Voice XML Forum created to work on standard

Online addicts who get the jitters when they are away from cyberspace, sports fanatics who absolutely need to have the latest scores from games, opera lovers who want to order tickets -- all could soon find their needs met through voice-enabled applications that connect them to the Internet via telephones.

AT&T, Lucent Technologies and Motorola have formed the VXML (voice extensible markup language) Forum, and 17 other companies also have signed up to work on a standard for voice- and phone-enabled Internet access, said David Unger, a product strategy and development division manager at AT&T.

Besides appeasing consumer demands, the VXML standard also will lead to business applications, a number of which already have been tested by the companies involved, for call centres, banking transactions and electronic commerce.

One recent application test was with the New York City Opera, allowing music lovers to "call in from a phone and listen to clips of music on the opera Web site. After they listen, they could decide what opera they wanted to go to," Unger said.

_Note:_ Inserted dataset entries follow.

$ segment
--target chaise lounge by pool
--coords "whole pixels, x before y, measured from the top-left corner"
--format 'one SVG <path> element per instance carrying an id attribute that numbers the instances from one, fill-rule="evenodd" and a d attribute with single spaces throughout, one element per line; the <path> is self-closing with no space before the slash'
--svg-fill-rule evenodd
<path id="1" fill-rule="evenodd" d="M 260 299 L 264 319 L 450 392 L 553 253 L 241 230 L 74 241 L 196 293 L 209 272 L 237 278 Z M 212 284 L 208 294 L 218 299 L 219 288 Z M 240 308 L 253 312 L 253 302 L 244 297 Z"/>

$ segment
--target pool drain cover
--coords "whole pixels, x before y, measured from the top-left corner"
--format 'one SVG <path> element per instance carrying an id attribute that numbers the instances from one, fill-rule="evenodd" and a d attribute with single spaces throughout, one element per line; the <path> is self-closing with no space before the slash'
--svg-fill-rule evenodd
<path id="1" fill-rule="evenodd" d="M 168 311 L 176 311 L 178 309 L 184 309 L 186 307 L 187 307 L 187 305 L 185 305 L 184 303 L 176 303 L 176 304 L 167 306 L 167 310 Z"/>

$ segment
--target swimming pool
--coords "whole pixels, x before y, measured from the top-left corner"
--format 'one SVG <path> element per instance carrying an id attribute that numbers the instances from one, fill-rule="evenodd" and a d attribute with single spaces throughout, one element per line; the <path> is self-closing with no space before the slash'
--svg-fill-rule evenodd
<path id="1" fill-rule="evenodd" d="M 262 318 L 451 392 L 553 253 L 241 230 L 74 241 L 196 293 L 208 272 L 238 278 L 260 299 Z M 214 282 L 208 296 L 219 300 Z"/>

That decision made, the opera fans could then use their telephone keypad to connect to the ticket service and have their calls answered by the representative who handled the order.

But other applications will enable Internet users to check e-mail from telephones, access weather reports, stock quotes and other data found online, Unger said, noting that people will be able to write their own VXML applications to fit their needs.

AT&T, Lucent and Motorola all have been working separately on different versions of VXML, but the companies have the same roots in dealing with the technology, which Unger said got its start several years ago in the AT&T labs, before Lucent was spun off from the giant telco. Researchers from AT&T went to work for Lucent and Motorola.

The versions are not so radically different that it will be difficult to pull together a single standard, Unger said. The forum expects to have a standard posted on its World Wide Web site in April or May. The Web site can be found at http://www.vxmlforum.org/ or at http://www.vxmlforum.com/.

After public comments and contributions to the specification are taken into account, the forum intends to submit a final proposed specification to the World Wide Web Consortium (W3C) later this year. The objective is to create a standard that is platform-independent and allows developers, content providers, communications service providers, equipment and infrastructure vendors and speech technology companies to work together to push the voice-enabled Internet-access market.